Owly is the first to head over to the raspberry patch.
It’s looking really good this year. The winter’s heavy snow cover gave the roots a deep soaking this spring.
There are masses of fruit, which are just beginning to blush a hint of red. Owly was disappointed to find that the berries are not yet ripe. Although chickens seem to eat everything, they will leave green fruit on the vine. Or, at least mine do, as there are plenty of other things that are better to forage for.
Owly and her friends are waiting for that moment of bursting red ripeness. As am I. Raspberries are too precious to share with the hens, They won’t be on free-ranging when it’s raspberry harvest season. Enjoy your time out now, girls!
I discuss how to manage chickens and a garden in a lecture that I’ve created for garden clubs. Check my schedule. Many clubs welcome non-members to their programs. I’m already booking into next year. If your club would like to engage me for this talk, contact me.
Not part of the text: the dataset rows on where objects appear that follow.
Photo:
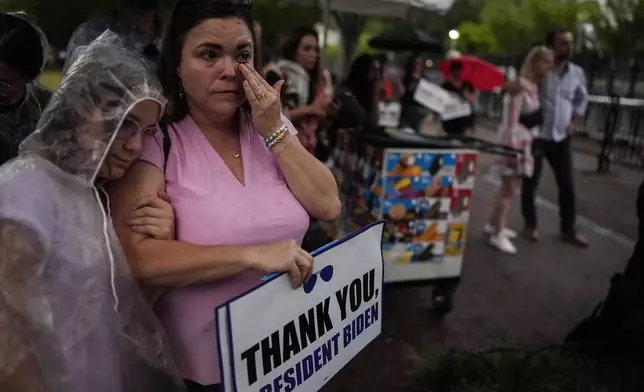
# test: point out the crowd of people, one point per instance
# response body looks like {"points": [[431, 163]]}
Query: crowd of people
{"points": [[101, 201], [172, 168]]}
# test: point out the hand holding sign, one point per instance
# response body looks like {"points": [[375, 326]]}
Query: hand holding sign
{"points": [[315, 331], [286, 256]]}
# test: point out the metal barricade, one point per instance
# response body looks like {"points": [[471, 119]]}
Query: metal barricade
{"points": [[618, 125], [613, 128]]}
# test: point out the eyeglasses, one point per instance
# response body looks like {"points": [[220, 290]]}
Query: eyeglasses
{"points": [[325, 273]]}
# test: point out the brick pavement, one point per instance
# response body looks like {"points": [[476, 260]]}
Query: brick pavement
{"points": [[528, 300]]}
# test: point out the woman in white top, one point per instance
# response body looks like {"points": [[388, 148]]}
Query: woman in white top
{"points": [[515, 133]]}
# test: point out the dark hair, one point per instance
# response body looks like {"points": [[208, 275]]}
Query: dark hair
{"points": [[185, 15], [21, 46], [292, 45], [551, 37], [411, 64], [359, 83]]}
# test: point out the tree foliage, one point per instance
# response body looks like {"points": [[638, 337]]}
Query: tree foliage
{"points": [[59, 19], [511, 26], [618, 26]]}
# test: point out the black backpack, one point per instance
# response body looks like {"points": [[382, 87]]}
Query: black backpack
{"points": [[616, 326]]}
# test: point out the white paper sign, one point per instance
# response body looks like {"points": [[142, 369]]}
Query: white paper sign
{"points": [[459, 108], [277, 339], [447, 105], [389, 114]]}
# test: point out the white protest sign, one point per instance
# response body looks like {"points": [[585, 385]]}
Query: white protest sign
{"points": [[456, 109], [447, 105], [389, 114], [277, 339]]}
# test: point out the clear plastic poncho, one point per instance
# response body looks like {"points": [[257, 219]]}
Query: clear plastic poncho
{"points": [[72, 318]]}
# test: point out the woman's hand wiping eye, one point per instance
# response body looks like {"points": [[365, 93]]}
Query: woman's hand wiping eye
{"points": [[264, 100]]}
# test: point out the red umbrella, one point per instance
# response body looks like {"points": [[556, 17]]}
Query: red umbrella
{"points": [[482, 75]]}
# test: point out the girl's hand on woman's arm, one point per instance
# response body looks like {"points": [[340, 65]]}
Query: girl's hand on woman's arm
{"points": [[153, 215], [167, 262]]}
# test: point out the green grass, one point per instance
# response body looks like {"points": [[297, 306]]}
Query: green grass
{"points": [[549, 370], [50, 78]]}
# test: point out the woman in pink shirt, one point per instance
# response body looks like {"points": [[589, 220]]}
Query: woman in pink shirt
{"points": [[516, 134], [242, 186]]}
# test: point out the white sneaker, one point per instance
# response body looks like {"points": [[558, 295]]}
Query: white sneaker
{"points": [[503, 243], [490, 230]]}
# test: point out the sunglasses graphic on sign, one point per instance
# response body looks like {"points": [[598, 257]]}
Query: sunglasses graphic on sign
{"points": [[325, 273]]}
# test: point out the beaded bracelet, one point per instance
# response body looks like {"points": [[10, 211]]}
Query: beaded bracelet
{"points": [[276, 137]]}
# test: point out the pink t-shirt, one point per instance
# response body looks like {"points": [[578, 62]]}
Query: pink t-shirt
{"points": [[213, 208]]}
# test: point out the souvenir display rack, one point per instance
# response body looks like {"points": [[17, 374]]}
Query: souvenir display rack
{"points": [[422, 187]]}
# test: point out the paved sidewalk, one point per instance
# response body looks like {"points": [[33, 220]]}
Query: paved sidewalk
{"points": [[608, 200], [528, 300]]}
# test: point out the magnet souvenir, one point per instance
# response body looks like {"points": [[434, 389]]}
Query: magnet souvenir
{"points": [[400, 209], [404, 164], [465, 169], [434, 209]]}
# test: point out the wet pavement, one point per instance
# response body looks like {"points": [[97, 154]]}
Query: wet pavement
{"points": [[528, 300]]}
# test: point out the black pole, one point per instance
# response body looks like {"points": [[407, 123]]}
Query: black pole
{"points": [[635, 69], [603, 160]]}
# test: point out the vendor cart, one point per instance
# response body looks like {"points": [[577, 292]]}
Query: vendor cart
{"points": [[422, 187]]}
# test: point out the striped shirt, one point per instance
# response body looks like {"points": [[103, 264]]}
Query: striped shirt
{"points": [[563, 94]]}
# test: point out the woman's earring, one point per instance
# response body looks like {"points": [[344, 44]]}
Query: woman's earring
{"points": [[181, 93]]}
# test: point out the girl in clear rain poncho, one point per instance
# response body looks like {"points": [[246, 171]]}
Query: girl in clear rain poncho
{"points": [[72, 318]]}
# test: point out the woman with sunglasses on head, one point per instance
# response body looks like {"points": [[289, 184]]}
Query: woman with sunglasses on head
{"points": [[307, 95], [72, 318], [242, 185]]}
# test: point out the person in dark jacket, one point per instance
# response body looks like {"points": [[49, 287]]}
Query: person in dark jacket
{"points": [[22, 97], [456, 85]]}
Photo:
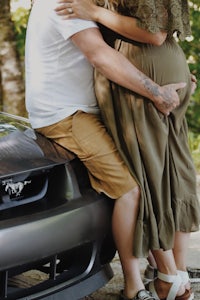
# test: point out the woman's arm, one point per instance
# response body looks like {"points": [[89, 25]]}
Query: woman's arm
{"points": [[126, 26]]}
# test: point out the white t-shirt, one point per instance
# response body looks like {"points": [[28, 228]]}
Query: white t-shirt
{"points": [[59, 79]]}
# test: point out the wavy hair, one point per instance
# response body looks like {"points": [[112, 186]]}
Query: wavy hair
{"points": [[110, 4]]}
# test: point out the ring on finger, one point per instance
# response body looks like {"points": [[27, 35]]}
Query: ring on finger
{"points": [[70, 10]]}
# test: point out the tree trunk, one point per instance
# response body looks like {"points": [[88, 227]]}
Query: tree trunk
{"points": [[12, 90]]}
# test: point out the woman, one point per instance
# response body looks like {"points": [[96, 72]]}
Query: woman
{"points": [[154, 146]]}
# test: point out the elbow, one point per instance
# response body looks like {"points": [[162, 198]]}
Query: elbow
{"points": [[158, 38]]}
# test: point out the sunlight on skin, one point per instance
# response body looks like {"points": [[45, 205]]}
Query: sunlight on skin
{"points": [[15, 4]]}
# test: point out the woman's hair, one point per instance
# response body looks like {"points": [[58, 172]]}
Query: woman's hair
{"points": [[110, 4]]}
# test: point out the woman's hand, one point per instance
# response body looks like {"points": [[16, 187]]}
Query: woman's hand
{"points": [[82, 9], [194, 83]]}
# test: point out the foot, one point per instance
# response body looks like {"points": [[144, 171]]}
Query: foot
{"points": [[168, 287], [141, 295]]}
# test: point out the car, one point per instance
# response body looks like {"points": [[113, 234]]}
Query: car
{"points": [[51, 220]]}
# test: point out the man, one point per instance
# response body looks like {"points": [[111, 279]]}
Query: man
{"points": [[60, 100]]}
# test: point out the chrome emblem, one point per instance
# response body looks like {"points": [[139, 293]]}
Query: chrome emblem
{"points": [[14, 188]]}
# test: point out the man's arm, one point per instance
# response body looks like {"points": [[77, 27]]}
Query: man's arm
{"points": [[118, 69]]}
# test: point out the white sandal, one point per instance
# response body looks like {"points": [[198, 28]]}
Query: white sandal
{"points": [[176, 281]]}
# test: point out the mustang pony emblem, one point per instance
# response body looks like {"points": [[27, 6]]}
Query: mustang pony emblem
{"points": [[14, 187]]}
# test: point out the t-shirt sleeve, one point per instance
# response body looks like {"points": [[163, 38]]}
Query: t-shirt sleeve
{"points": [[71, 26]]}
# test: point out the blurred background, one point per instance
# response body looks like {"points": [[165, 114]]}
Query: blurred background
{"points": [[13, 22]]}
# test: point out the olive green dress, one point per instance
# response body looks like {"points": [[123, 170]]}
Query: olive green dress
{"points": [[155, 147]]}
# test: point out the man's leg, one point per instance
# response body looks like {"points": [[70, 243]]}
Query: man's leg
{"points": [[86, 136]]}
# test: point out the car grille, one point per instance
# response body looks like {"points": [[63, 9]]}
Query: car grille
{"points": [[14, 192]]}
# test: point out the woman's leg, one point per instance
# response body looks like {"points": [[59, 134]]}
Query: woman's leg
{"points": [[124, 221]]}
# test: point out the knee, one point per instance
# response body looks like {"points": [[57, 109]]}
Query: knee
{"points": [[133, 196]]}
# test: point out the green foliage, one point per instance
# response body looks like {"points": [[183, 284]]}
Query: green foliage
{"points": [[20, 19], [192, 51]]}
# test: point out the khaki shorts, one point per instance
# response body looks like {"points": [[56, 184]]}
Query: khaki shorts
{"points": [[85, 135]]}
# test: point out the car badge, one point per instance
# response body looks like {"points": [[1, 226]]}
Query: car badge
{"points": [[14, 188]]}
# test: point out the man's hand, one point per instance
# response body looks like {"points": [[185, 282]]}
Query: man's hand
{"points": [[166, 97]]}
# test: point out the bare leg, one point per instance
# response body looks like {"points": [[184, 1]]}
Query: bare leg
{"points": [[181, 249], [151, 260], [124, 221]]}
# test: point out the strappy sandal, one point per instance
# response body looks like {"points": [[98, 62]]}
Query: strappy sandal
{"points": [[185, 279], [176, 281], [141, 295]]}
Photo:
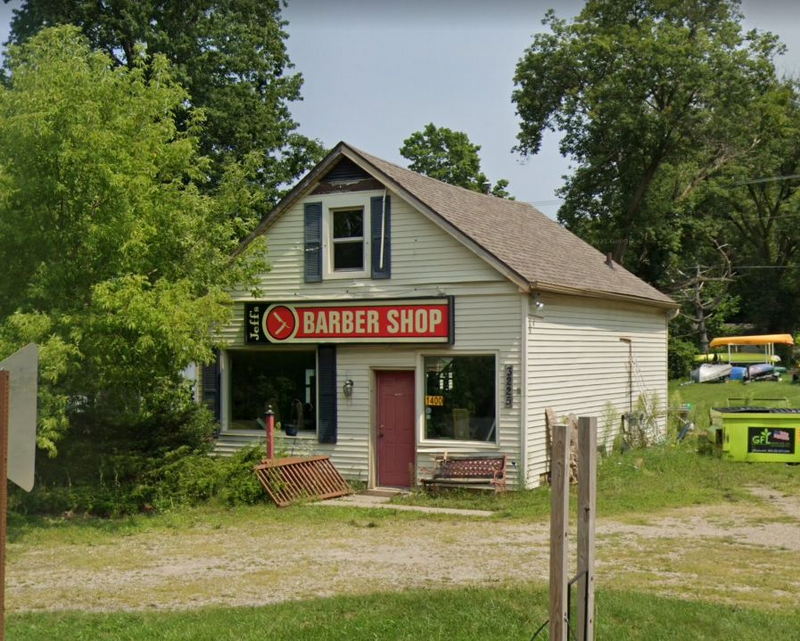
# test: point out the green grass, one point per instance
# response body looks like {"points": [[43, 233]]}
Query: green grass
{"points": [[664, 476], [42, 530], [501, 614]]}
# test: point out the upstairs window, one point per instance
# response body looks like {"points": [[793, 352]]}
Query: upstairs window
{"points": [[347, 238]]}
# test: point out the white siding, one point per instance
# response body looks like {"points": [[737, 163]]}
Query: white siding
{"points": [[577, 364], [425, 261]]}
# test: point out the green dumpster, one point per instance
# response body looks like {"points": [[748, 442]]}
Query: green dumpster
{"points": [[757, 434]]}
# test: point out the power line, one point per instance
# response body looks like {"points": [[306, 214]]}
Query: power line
{"points": [[766, 180]]}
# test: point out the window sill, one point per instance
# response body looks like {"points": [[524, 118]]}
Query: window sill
{"points": [[438, 445]]}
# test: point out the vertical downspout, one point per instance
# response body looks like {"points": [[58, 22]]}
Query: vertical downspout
{"points": [[630, 372], [523, 396], [383, 229]]}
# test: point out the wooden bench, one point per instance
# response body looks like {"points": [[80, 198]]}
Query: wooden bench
{"points": [[479, 472]]}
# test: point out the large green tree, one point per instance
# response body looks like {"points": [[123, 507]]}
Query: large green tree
{"points": [[451, 157], [116, 259], [755, 201], [229, 55], [651, 97]]}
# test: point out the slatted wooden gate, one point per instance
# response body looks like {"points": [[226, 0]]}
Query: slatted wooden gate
{"points": [[298, 478]]}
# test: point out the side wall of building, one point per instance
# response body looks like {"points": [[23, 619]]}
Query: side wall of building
{"points": [[578, 364]]}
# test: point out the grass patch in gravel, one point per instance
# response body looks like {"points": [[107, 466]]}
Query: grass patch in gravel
{"points": [[647, 480], [501, 614]]}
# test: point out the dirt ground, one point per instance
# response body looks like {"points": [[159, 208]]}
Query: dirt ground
{"points": [[746, 555]]}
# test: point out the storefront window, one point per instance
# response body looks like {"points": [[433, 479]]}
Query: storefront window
{"points": [[460, 398], [286, 380]]}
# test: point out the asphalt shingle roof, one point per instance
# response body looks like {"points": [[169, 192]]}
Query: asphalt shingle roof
{"points": [[520, 236]]}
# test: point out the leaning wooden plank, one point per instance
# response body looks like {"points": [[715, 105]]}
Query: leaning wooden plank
{"points": [[290, 479]]}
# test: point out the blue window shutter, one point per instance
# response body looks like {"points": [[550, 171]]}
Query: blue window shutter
{"points": [[381, 231], [210, 386], [326, 380], [312, 242]]}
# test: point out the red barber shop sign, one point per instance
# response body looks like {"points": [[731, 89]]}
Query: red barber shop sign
{"points": [[420, 320]]}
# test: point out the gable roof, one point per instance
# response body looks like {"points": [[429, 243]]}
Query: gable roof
{"points": [[528, 247]]}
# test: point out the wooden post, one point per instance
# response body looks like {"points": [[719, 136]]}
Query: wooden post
{"points": [[269, 424], [587, 502], [559, 521], [5, 393]]}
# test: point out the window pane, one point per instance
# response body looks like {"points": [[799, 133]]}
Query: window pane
{"points": [[348, 256], [348, 223], [459, 398], [286, 380]]}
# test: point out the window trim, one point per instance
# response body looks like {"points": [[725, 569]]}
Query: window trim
{"points": [[226, 390], [344, 201], [422, 439]]}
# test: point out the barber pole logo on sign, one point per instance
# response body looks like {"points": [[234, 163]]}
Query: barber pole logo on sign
{"points": [[422, 320]]}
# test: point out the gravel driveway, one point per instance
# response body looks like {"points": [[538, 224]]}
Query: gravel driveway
{"points": [[733, 553]]}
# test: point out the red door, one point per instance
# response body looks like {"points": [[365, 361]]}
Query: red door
{"points": [[396, 442]]}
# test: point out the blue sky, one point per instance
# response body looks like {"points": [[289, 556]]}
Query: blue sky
{"points": [[377, 70]]}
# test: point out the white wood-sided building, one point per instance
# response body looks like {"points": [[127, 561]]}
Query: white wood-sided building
{"points": [[403, 318]]}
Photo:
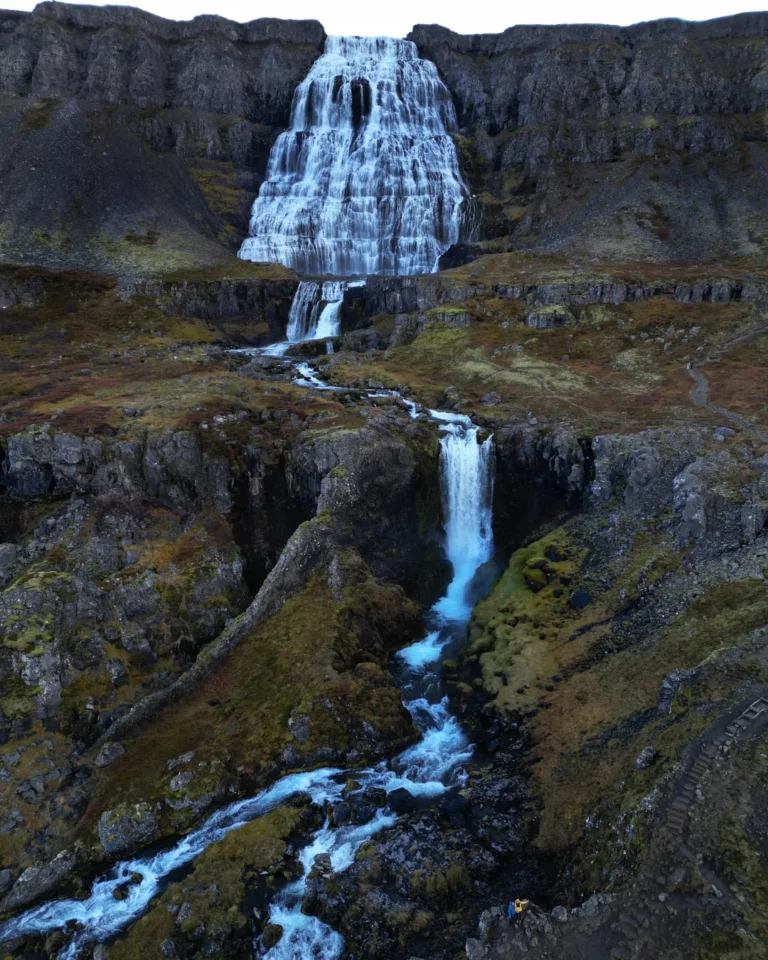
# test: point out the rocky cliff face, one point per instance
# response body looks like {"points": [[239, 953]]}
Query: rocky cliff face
{"points": [[648, 138], [125, 56], [134, 143]]}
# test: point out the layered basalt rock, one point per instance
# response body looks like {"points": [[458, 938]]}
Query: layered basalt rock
{"points": [[592, 137], [135, 144], [127, 57]]}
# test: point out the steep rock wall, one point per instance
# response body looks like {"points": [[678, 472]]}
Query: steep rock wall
{"points": [[133, 144], [648, 140]]}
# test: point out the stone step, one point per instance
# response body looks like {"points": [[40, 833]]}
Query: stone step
{"points": [[620, 953]]}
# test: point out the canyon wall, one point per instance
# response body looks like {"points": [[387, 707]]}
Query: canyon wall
{"points": [[135, 143], [645, 141]]}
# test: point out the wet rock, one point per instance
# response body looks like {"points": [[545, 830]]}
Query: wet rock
{"points": [[182, 780], [180, 761], [401, 801], [580, 599], [8, 554], [108, 754], [669, 688], [454, 809], [341, 813], [272, 935], [646, 758], [127, 827], [322, 866], [37, 881], [549, 317]]}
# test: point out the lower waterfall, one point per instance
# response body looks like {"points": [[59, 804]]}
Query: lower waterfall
{"points": [[428, 769], [316, 310]]}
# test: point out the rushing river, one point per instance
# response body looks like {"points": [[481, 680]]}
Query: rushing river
{"points": [[427, 769], [365, 181]]}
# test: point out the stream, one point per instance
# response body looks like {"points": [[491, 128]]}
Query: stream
{"points": [[428, 769]]}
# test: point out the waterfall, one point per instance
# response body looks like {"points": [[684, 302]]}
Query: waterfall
{"points": [[366, 179], [316, 310], [467, 489], [427, 769]]}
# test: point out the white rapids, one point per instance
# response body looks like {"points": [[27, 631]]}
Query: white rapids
{"points": [[428, 769], [366, 179]]}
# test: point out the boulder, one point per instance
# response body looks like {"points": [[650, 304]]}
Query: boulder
{"points": [[108, 754], [127, 827]]}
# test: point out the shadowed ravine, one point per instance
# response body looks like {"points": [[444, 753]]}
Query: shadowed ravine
{"points": [[427, 769]]}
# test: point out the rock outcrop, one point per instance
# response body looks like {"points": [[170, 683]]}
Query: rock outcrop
{"points": [[645, 138], [134, 143]]}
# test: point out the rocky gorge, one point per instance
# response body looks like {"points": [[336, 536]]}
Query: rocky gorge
{"points": [[209, 570]]}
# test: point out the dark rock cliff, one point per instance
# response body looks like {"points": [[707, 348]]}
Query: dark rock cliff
{"points": [[641, 141], [137, 144]]}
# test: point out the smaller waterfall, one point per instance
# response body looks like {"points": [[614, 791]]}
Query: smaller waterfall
{"points": [[467, 491], [429, 768], [316, 310]]}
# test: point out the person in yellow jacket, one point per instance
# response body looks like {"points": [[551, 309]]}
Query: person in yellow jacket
{"points": [[515, 908]]}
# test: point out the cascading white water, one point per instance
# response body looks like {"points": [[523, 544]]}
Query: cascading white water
{"points": [[465, 467], [366, 179], [427, 769], [316, 310]]}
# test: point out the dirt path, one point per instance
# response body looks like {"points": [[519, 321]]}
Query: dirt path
{"points": [[700, 391], [649, 918]]}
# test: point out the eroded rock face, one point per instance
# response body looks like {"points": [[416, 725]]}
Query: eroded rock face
{"points": [[127, 828], [147, 138], [209, 63], [614, 128], [505, 81]]}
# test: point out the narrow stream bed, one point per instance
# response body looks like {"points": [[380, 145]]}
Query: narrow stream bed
{"points": [[428, 769]]}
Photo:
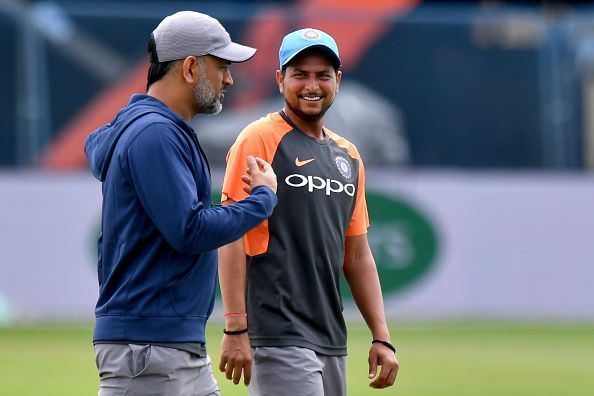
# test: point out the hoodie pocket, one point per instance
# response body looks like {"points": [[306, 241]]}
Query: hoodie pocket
{"points": [[194, 293]]}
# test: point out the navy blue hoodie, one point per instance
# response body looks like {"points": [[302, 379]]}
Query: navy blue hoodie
{"points": [[157, 251]]}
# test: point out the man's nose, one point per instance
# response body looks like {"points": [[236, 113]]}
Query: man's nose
{"points": [[228, 79]]}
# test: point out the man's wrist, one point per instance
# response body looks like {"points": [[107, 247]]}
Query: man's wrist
{"points": [[235, 323]]}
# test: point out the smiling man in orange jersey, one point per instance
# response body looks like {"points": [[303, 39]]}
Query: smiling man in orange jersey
{"points": [[293, 305]]}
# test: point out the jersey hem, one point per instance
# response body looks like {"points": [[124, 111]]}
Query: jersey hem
{"points": [[285, 342]]}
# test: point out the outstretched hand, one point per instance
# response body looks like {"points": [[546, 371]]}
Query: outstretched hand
{"points": [[259, 173], [380, 355], [236, 358]]}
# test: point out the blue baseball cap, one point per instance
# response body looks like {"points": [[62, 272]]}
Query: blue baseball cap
{"points": [[296, 42]]}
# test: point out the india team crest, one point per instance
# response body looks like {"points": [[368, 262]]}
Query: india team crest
{"points": [[343, 167], [311, 34]]}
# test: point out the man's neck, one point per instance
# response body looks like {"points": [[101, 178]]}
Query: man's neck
{"points": [[171, 99]]}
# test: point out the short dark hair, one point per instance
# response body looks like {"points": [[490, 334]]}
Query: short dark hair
{"points": [[156, 69]]}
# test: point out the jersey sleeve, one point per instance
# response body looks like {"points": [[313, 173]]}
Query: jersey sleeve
{"points": [[359, 222], [247, 143]]}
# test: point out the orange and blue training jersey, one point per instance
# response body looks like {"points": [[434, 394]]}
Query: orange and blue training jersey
{"points": [[294, 259]]}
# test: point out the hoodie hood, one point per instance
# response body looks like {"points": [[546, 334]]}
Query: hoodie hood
{"points": [[101, 143]]}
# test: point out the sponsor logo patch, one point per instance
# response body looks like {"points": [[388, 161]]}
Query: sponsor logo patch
{"points": [[311, 34], [343, 167], [329, 186]]}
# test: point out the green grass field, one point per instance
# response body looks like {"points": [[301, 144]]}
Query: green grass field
{"points": [[436, 359]]}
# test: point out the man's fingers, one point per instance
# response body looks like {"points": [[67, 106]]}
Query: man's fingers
{"points": [[229, 370], [392, 377], [237, 375], [247, 374], [381, 381], [222, 363]]}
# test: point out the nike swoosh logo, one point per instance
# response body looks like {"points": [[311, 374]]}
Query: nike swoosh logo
{"points": [[301, 163]]}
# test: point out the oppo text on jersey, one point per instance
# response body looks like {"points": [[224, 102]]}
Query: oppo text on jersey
{"points": [[315, 182]]}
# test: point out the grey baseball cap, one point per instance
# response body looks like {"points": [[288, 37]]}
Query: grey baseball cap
{"points": [[189, 33]]}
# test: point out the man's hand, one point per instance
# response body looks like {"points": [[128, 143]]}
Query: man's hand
{"points": [[380, 355], [259, 173], [236, 357]]}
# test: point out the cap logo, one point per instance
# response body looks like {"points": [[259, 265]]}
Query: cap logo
{"points": [[311, 34]]}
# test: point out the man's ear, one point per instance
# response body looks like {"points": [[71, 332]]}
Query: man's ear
{"points": [[279, 80], [190, 70]]}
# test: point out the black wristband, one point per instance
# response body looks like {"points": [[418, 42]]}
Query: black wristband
{"points": [[235, 332], [386, 344]]}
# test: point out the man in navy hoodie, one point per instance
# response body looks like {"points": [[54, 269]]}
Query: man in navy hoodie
{"points": [[157, 250]]}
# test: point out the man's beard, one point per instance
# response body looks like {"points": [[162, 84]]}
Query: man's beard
{"points": [[207, 101]]}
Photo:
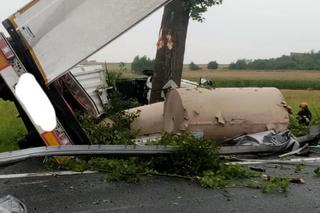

Terry my hens will not eat the non ripe raspberry or blackberries in my yard either.
Now, how do you keep the robins from getting them first? They sit on the fence and eye them everyday just waiting for them to turn red or black. UGH!!!
Robins aren’t such a problem, but the chipmunks are. No good solution.
Once I thought that my strawberry plants were fruitless duds until I realized the the chickens were squirming their way past my flimsy blockade. Mine eat blackberries and strawberries green. Voracious animals!
The wild birds get my strawberries. I’ve given up.
The last picture makes me think the hens were having an early 4th of July parade.
Always a bit of pomp and circumstance here :)
My Girls will eat anything and everything given half a chance, so we have a compromise. They have the bottom of the garden all year plus in the autumn/winter they also have access to my flower and vegetable beds and a small area of lawn, in spring/summer they have the other side of garden which has more lawn, a hedge line and large shrubbery which gives them lots of shade. The bottom of the garden is spare ground where I plant all the things I can’t throw out but no longer like, my compost bins, their coop and a couple of covered area’s as our winter’s can be very wet. They control my pests very well and I reward them by growing pumpkins and butternut squash for them. Pretty good life I think !!
Lovely to see the Girls out and about, Veronica says follow my lead……:)
Excellent system!
The first picture here is just gorgeous. What is growing up the side of the barn?
That is a climbing hydrangea. It has white blooms all summer, and it also needs pruning all summer or the vines would pry the shingles off of the coop! I love it, though. It has climbing roses intertwined, however over the winter the voles girdled the rose and so it is small and recovering.